When the coronavirus started to spread, Deborah Meehan, director of the University of Maine at Augusta Rockland Center, faced a dilemma – how to continue educating incarcerated students as prisons shut down and colleges moved online.
The center offers postsecondary education programs at five correctional facilities in the state, sending faculty to teach in-person classes. But when Maine’s prisons closed to outsiders, educators and corrections officers joined together to figure out what distance learning in prison could look like.
“We met with faculty, met with education coordinators inside the facilities, wardens and deputy wardens – everyone we could – to try to brainstorm [about] how are we going to do this?” Meehan said.
The prisons arranged Zoom classes where small cohorts could meet with their professors – they even held a debate class – though it took some “pretty exceptional” adjustments. Maximum security prisons, for example, typically don’t have internet access for inmates.
“We were running long Ethernet cables down hallways, through laundry rooms, into classrooms to make this work,” she said. “And we continued that through the semester.”
Like the rest of the higher education landscape, college programs in prisons across the country have had to rethink how they teach their students in the midst of the coronavirus. While some facilities still allow educators in as essential staff, many are temporarily pivoting to remote learning for students’ safety, despite “variable” access to technology, said Margaret diZerega, acting director of the Center on Sentencing and Corrections at the Vera Institute of Justice.
Getting study materials to students, let alone teaching classes, has required some creativity.

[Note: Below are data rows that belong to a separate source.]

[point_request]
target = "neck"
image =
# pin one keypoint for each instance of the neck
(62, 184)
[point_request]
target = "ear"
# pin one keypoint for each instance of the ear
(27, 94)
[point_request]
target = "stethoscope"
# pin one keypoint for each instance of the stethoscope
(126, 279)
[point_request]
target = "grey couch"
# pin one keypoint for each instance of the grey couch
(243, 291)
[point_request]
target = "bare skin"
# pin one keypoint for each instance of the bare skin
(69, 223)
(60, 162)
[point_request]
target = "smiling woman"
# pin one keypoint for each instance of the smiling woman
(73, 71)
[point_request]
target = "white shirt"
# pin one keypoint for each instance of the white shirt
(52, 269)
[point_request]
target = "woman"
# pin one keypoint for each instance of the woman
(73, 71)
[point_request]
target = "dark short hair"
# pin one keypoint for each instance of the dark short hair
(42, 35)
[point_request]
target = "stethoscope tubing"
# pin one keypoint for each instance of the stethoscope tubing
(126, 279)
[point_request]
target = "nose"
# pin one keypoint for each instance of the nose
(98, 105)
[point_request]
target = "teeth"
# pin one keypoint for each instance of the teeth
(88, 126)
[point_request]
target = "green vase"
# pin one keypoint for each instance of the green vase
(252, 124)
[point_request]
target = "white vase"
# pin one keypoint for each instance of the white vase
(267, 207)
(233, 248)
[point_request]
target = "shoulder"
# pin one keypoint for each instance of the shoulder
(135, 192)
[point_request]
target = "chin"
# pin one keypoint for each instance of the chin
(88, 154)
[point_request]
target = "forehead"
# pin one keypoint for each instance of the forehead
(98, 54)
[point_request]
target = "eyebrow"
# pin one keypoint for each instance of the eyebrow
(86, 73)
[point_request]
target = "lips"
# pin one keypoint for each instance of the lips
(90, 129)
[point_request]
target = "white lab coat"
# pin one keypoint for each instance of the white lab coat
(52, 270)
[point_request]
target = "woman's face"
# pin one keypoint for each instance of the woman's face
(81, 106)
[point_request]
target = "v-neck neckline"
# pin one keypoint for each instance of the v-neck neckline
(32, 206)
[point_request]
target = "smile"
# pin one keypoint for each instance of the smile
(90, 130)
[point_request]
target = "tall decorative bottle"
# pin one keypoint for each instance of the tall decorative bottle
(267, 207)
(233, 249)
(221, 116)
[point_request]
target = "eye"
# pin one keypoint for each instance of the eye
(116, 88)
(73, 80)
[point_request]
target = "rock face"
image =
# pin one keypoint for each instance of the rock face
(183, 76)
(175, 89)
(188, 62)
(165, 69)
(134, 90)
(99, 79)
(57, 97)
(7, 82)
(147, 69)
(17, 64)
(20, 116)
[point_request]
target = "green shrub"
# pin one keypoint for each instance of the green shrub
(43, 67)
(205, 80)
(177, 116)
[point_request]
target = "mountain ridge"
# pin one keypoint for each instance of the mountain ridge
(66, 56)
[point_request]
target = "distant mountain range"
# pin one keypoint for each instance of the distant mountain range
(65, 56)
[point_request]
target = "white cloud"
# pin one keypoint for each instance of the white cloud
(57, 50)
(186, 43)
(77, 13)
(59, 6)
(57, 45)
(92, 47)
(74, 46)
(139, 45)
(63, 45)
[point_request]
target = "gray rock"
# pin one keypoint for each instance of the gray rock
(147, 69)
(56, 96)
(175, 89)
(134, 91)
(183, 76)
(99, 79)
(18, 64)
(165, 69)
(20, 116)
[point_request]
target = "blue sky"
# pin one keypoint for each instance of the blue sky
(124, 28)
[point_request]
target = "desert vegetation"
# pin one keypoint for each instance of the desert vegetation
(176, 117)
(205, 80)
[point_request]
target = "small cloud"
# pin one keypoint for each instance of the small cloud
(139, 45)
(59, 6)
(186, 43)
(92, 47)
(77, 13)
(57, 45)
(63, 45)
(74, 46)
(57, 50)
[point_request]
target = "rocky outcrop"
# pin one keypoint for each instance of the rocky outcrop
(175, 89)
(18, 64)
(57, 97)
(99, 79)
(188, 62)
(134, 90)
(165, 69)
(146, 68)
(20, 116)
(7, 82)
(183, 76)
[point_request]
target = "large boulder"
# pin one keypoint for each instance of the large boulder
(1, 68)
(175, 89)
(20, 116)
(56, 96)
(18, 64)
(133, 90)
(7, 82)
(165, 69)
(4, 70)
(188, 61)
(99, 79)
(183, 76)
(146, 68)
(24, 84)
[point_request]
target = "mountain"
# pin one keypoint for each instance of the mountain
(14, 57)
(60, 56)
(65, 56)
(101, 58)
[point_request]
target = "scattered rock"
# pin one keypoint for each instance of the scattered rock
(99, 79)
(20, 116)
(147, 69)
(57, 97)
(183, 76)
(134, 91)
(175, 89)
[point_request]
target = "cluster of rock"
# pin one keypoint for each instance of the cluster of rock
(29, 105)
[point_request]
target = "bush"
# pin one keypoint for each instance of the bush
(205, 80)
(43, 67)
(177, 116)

Some schools are dropping off physical copies of readings and assignments until they figure out how to offer classes, while others have gotten permission for faculty to use the email systems incarcerated people use to contact their families. For classes, programs have come up with a range of solutions, from gathering incarcerated students in small groups for live Zoom classes or videos to giving them laptops and tablets with learning management systems installed.